I was blessed to grow up in a Christian household. We were in church every Sunday morning, Sunday night, and Wednesday night. 

I honestly enjoyed it. I was always in Sunday school, children’s choir, Awana, and I also attended a Christian school. That was my life and all I ever knew. 

I attended church camp every summer and fell absolutely in love with it. Camp is my happy place that’s for sure. 

But, my story starts when I was around 5 years old. My mom had been talking to me and asking me if I wanted to ask Jesus into my heart. She asked me if I wanted to go to heaven one day and I told her no because I wanted to stay here with my grandma. I was obsessed with her at the time lol. 

I tell you this story because this made me realize that I did not understand or comprehend what salvation was at that age.

Then, my mom told me that I came to her one day and told her I asked Jesus into my heart while I was in my bedroom. 

As I started to get older in elementary school, I realized I never remembered that event happening at all. I began to doubt and be fearful about whether I was saved or not. 

So, every time I was in a church service and at the end when they said to pray this prayer if you want to be saved, I prayed it. Every time.

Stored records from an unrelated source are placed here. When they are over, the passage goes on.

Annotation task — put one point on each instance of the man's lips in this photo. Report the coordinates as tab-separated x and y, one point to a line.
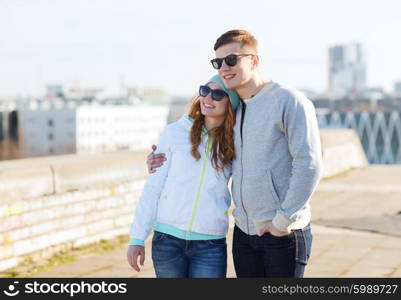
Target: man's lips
228	76
208	106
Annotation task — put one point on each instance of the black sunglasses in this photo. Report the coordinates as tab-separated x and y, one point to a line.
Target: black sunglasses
230	60
217	95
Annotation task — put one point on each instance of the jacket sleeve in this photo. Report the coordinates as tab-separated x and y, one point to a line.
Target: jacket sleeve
146	210
302	132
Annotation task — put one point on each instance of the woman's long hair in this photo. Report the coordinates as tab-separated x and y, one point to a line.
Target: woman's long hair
222	150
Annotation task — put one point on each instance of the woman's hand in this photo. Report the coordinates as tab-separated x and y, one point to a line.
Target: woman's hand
155	161
133	253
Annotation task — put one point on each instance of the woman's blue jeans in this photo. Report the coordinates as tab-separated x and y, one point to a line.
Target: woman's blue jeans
177	258
271	256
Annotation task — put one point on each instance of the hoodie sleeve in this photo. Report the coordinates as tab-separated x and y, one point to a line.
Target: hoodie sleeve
146	210
302	132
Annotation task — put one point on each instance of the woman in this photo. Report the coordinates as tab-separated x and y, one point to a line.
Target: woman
186	200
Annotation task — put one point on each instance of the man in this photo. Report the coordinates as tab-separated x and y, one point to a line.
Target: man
277	167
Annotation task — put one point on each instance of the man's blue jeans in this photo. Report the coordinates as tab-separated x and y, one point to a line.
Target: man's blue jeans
177	258
271	256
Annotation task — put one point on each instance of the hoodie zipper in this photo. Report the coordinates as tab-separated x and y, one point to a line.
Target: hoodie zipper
242	166
208	147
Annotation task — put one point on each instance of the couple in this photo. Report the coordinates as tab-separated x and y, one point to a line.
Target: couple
261	134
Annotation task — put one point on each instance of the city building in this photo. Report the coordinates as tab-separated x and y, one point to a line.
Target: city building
89	129
347	71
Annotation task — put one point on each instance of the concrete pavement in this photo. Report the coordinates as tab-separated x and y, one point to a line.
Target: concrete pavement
354	251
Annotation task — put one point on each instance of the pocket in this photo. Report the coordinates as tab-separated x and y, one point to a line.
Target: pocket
303	245
218	242
288	236
158	236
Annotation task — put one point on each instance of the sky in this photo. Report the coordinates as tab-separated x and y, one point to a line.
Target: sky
168	44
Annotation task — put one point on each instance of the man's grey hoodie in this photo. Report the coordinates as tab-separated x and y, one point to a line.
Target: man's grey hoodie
278	160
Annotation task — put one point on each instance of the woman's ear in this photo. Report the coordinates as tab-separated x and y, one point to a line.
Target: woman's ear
255	61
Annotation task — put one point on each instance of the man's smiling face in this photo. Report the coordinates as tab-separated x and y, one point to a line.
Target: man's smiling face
236	76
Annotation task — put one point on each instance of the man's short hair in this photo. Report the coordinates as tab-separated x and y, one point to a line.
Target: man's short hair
237	36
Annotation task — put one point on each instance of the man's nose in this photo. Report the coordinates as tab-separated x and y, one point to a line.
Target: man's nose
224	66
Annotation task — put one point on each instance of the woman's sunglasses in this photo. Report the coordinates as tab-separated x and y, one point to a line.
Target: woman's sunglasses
217	95
230	60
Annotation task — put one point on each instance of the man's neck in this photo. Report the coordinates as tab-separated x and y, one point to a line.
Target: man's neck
252	87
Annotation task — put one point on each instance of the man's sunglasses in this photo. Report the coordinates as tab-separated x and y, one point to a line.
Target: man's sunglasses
217	95
230	60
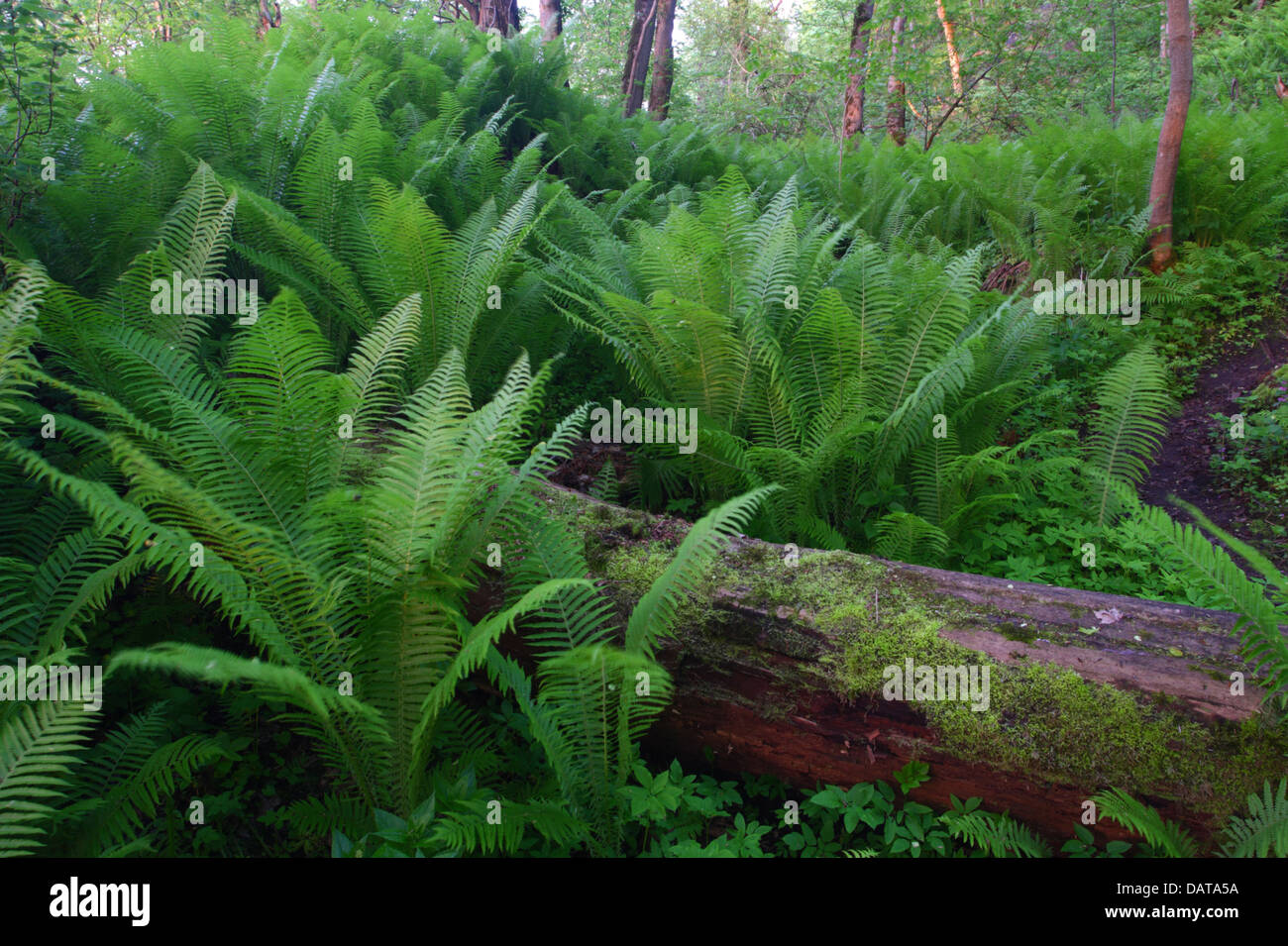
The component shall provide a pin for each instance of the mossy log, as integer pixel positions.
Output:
(780, 663)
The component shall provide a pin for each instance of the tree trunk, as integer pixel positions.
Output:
(897, 120)
(664, 62)
(1163, 184)
(552, 20)
(162, 31)
(268, 18)
(501, 16)
(636, 54)
(954, 60)
(777, 668)
(739, 13)
(851, 120)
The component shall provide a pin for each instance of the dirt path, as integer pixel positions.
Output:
(1183, 467)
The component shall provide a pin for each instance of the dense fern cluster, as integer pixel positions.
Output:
(340, 473)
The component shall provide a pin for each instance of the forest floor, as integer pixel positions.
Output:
(1184, 464)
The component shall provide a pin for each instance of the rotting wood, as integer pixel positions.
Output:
(760, 668)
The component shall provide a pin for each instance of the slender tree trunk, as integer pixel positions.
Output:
(954, 60)
(1163, 185)
(1113, 68)
(268, 18)
(897, 119)
(664, 60)
(741, 16)
(851, 120)
(636, 54)
(552, 20)
(162, 30)
(501, 16)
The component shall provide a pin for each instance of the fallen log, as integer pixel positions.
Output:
(787, 661)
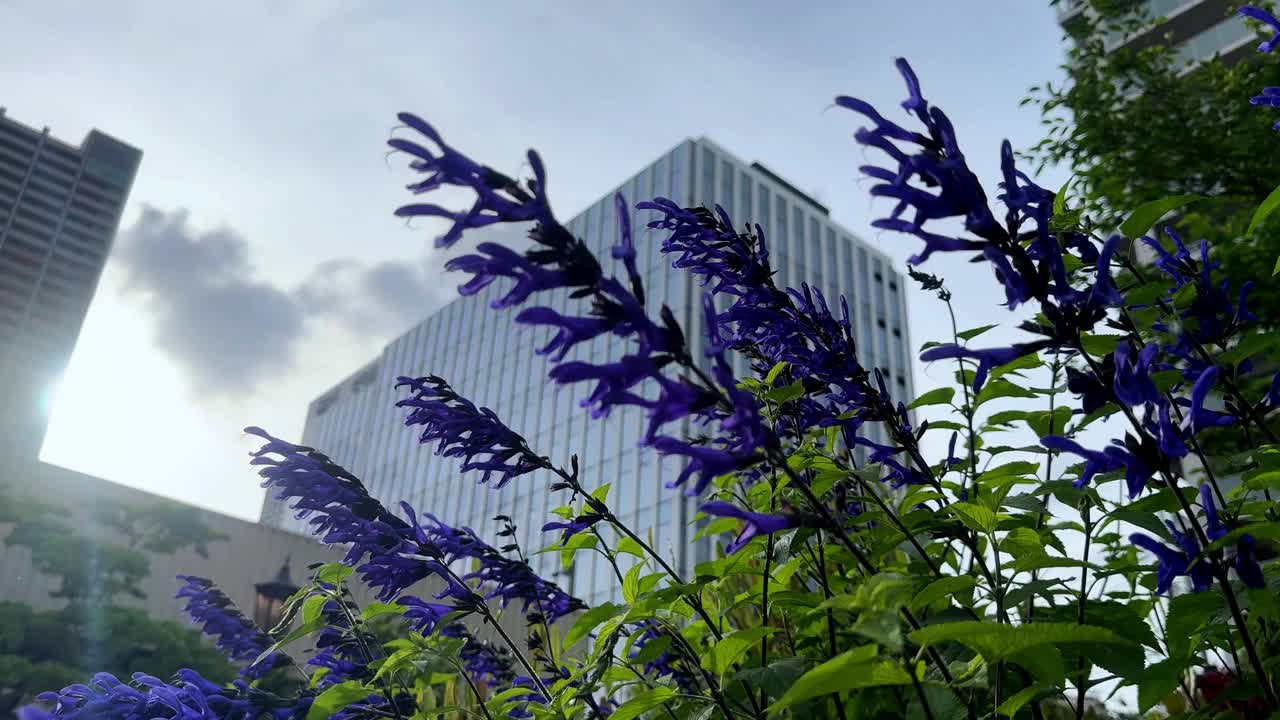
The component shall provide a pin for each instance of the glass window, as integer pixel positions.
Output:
(679, 188)
(762, 210)
(816, 258)
(782, 222)
(708, 177)
(726, 197)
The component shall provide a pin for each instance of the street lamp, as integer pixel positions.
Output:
(269, 607)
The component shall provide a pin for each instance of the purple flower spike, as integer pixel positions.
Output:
(753, 523)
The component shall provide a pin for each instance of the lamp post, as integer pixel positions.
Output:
(269, 605)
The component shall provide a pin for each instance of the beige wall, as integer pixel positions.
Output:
(251, 552)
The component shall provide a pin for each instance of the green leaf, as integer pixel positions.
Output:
(936, 396)
(1265, 209)
(333, 573)
(940, 588)
(336, 697)
(1157, 682)
(974, 332)
(976, 516)
(631, 583)
(589, 620)
(1100, 345)
(1019, 700)
(775, 679)
(1023, 542)
(851, 669)
(786, 393)
(735, 646)
(999, 642)
(1001, 388)
(379, 609)
(643, 702)
(630, 546)
(1150, 213)
(775, 372)
(1187, 615)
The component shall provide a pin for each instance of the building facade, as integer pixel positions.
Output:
(60, 205)
(493, 361)
(1197, 28)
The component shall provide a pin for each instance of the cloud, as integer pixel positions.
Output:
(231, 331)
(227, 329)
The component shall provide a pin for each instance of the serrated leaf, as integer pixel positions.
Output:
(775, 372)
(1157, 680)
(999, 642)
(1019, 700)
(785, 393)
(333, 573)
(1150, 213)
(940, 588)
(976, 516)
(734, 646)
(379, 609)
(848, 670)
(1265, 209)
(337, 697)
(641, 702)
(589, 620)
(630, 546)
(1100, 345)
(974, 332)
(997, 388)
(936, 396)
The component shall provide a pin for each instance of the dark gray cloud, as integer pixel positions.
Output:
(231, 331)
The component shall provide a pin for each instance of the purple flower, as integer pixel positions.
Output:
(987, 359)
(574, 527)
(498, 197)
(1133, 383)
(1173, 563)
(753, 523)
(1197, 417)
(462, 431)
(1095, 461)
(1246, 561)
(234, 634)
(703, 461)
(1093, 392)
(190, 697)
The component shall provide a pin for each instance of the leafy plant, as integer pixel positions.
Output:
(1031, 572)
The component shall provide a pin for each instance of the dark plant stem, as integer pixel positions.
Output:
(1189, 513)
(919, 692)
(1249, 648)
(764, 588)
(1082, 679)
(1048, 473)
(832, 643)
(475, 691)
(848, 543)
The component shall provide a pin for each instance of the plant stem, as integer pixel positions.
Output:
(1083, 682)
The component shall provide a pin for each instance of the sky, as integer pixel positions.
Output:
(259, 260)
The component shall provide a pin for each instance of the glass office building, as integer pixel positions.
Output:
(493, 361)
(1197, 28)
(59, 209)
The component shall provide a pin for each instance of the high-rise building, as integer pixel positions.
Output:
(493, 361)
(59, 209)
(1197, 28)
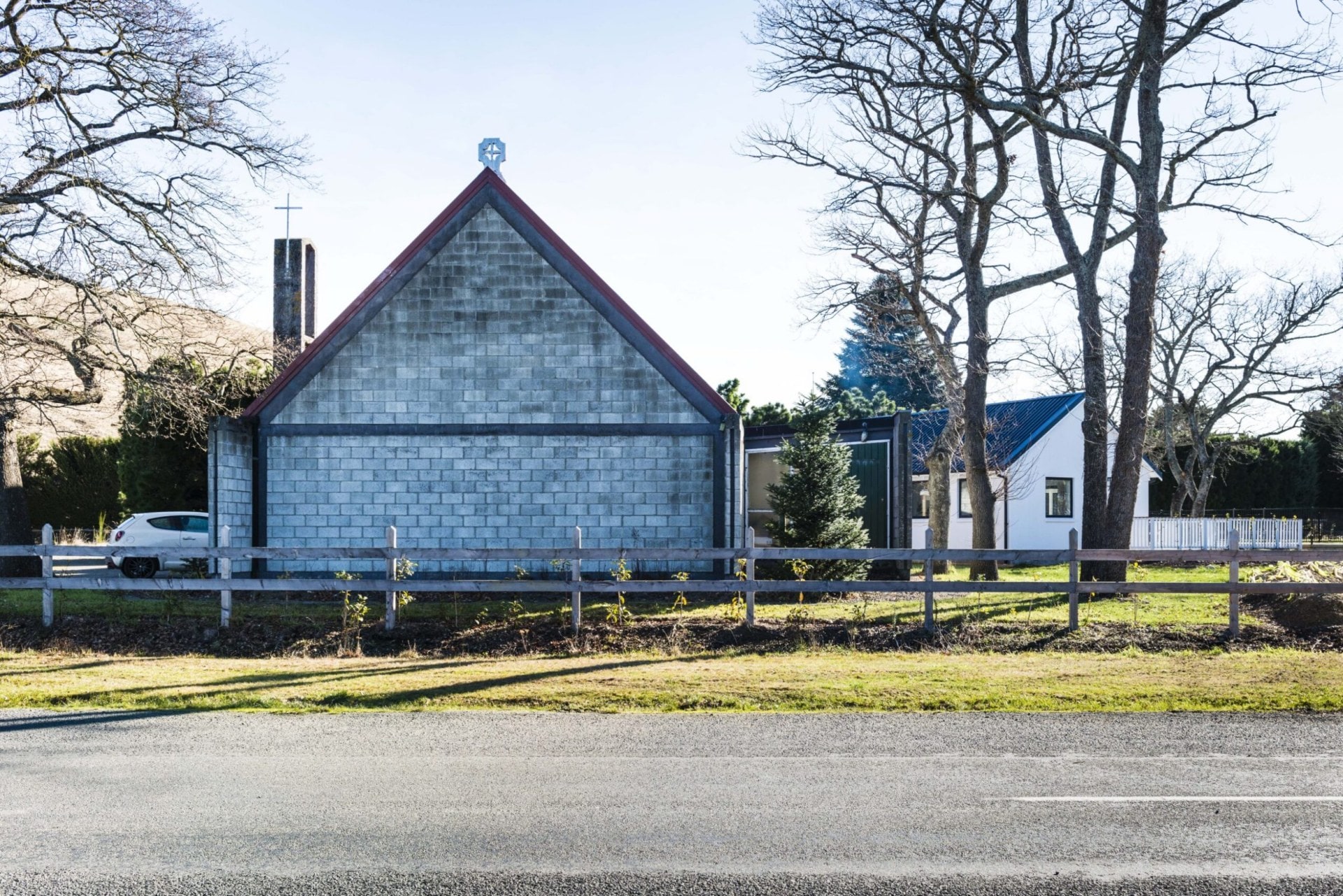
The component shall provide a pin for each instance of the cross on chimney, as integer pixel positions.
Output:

I told myself “just in case” or “this is the last time.” But I continued to pray it because I was so scared I wasn’t saved and I wanted to go to heaven one day. 

Fear and doubt consumed me daily and I had no idea how to be set free from them. I continued to just live the perfect “Christian” life as I tried to ignore the doubts I had about my salvation. Of course, trying to push these thoughts off to the side only made it worse. 

Then one morning, on June 26, 2013, I was reading my daily devotion from the Jesus Calling Kids Edition book. I’ll never forget it. The title of the short devotional was “Nothing Surprises Me” and let me tell you, that was probably one of the first times I felt the Holy Spirit speak to me.

Just by reading the title, it shook me to my core. God wasn’t surprised by my doubts, struggles, and fears of my salvation. He knew what was going on all along. He was right there with me. He had been there all along. This didn’t surprise Him. 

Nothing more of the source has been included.